Oh, and recharge your camera.
‘Cause that’s what kids want to do. Recharge a camera.
And for all the…okay things, this game does? That about ruined it for me. The majority
of the time you spend playing this game, by a large margin…is just walking around, trying
to find the little power cells that charge your camera. And you need a freaking hundred
of them for the camera to work, and that’s just one photo.
So you play the minigame, you win the race or whatever…and now you can take the photo.
Only you can’t, because your camera’s not charged. Get ready to walk around, which
takes longer than the objective did. So it’s just a cheap way of lengthening the game.
And it completely sucks.
I can’t imagine a little kid doing that for long.

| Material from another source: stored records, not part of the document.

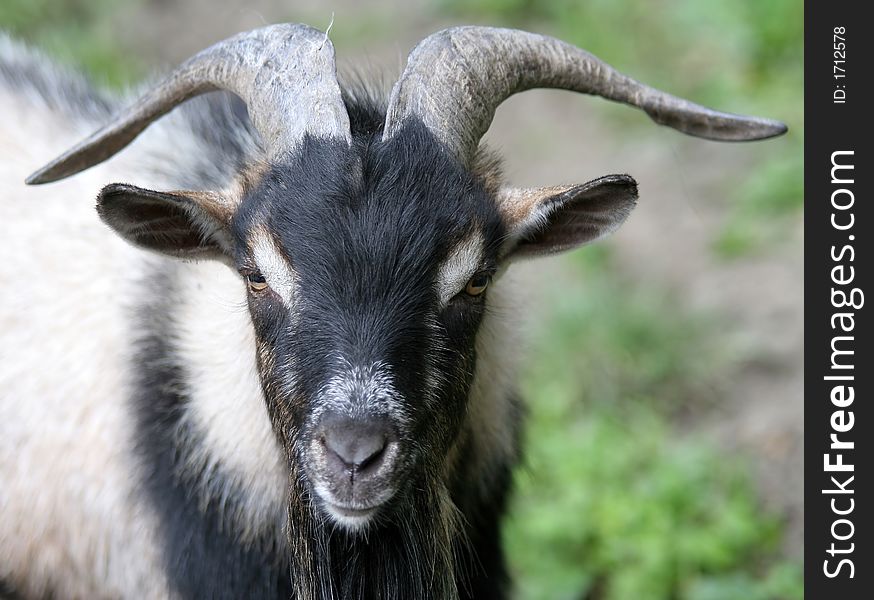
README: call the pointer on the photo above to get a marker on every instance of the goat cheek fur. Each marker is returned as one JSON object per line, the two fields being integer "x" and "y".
{"x": 319, "y": 401}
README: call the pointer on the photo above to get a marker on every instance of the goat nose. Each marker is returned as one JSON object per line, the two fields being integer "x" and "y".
{"x": 359, "y": 444}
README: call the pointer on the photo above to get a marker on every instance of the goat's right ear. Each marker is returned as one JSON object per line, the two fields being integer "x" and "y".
{"x": 190, "y": 225}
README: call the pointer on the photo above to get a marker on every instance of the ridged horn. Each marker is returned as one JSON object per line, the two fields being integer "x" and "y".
{"x": 284, "y": 73}
{"x": 455, "y": 79}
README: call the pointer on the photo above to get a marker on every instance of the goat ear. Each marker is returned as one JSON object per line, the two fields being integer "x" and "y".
{"x": 182, "y": 224}
{"x": 554, "y": 219}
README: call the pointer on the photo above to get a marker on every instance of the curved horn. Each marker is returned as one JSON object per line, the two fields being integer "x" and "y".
{"x": 456, "y": 78}
{"x": 285, "y": 74}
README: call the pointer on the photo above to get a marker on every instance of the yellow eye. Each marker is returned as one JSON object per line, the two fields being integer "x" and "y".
{"x": 256, "y": 282}
{"x": 478, "y": 284}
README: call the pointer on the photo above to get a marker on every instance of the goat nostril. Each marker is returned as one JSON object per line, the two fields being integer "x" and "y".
{"x": 357, "y": 444}
{"x": 356, "y": 453}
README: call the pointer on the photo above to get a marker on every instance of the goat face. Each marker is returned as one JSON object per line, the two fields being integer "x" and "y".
{"x": 366, "y": 268}
{"x": 361, "y": 270}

Fortunately, the game beneath that isn’t the worst. Each level is an open world full
of little games and challenges, and as you complete those, you unlock the photo ops.
Not a terrible idea, and it’s actually done pretty well. The only real problem is, some
of the objectives are minigames, and some of the minigames repeat themselves over and
over.
Minigolf, racing, skateboarding…you’re doing this stuff pretty much every level.
And since they’re not exactly the world’s best minigames…you get tired of them after
the first time.
I mean, this is only fun for so long.
Like, minutes.
And I guess, for me, that’s the story with Stuart Little 3. It’s an okay idea, but…it’s
not really much fun. It’s almost, like…they had a couple minigames, but then they had
a “come to Mario” moment, and they were like, “Wait, we can’t do minigames. Our
children would never forgive us.” So they threw together some open worlds and put the
minigames in there.
Like hiding medicine inside the kid’s ice cream.
Only in this case, it’s medicine-flavored ice cream. This sucks.
Stuart has a bunch of different vehicles he can use, which is cool, and different outfits
with different abilities. Good stuff, but again, none of it’s any fun. And the game
doesn’t control very well, either. You play a really solid platformer or open-world game,
and then you play this…it’s night and day. Stuart Little 3 doesn’t have very tight
controls at all, and the presentation is basically more of the same. Standard music, standard
PS2 graphics…
Which is fitting, ‘cause this is standard game design.
It’s just that, since it’s a kids game that isn’t broken, it looks better than
it really is.
I actually like the idea here. Doing tasks to take a photo, playing minigames, collecting
the photos…this isn’t the worst way to do a Stuart Little game. But the loose controls
and repetitive minigames and pointless camera-charging gimmick…all that irritating bullsh*t snowballs
into a whole big avalanche of irritating bullsh*t.
This game is fun for, like, five minutes before it stops being fun.
And then continues to stop being fun.
It’s Stuart Little 3: Big Photo Adventure for the PlayStation 2.
This is no big adventure. Pee Wee had a big adventure.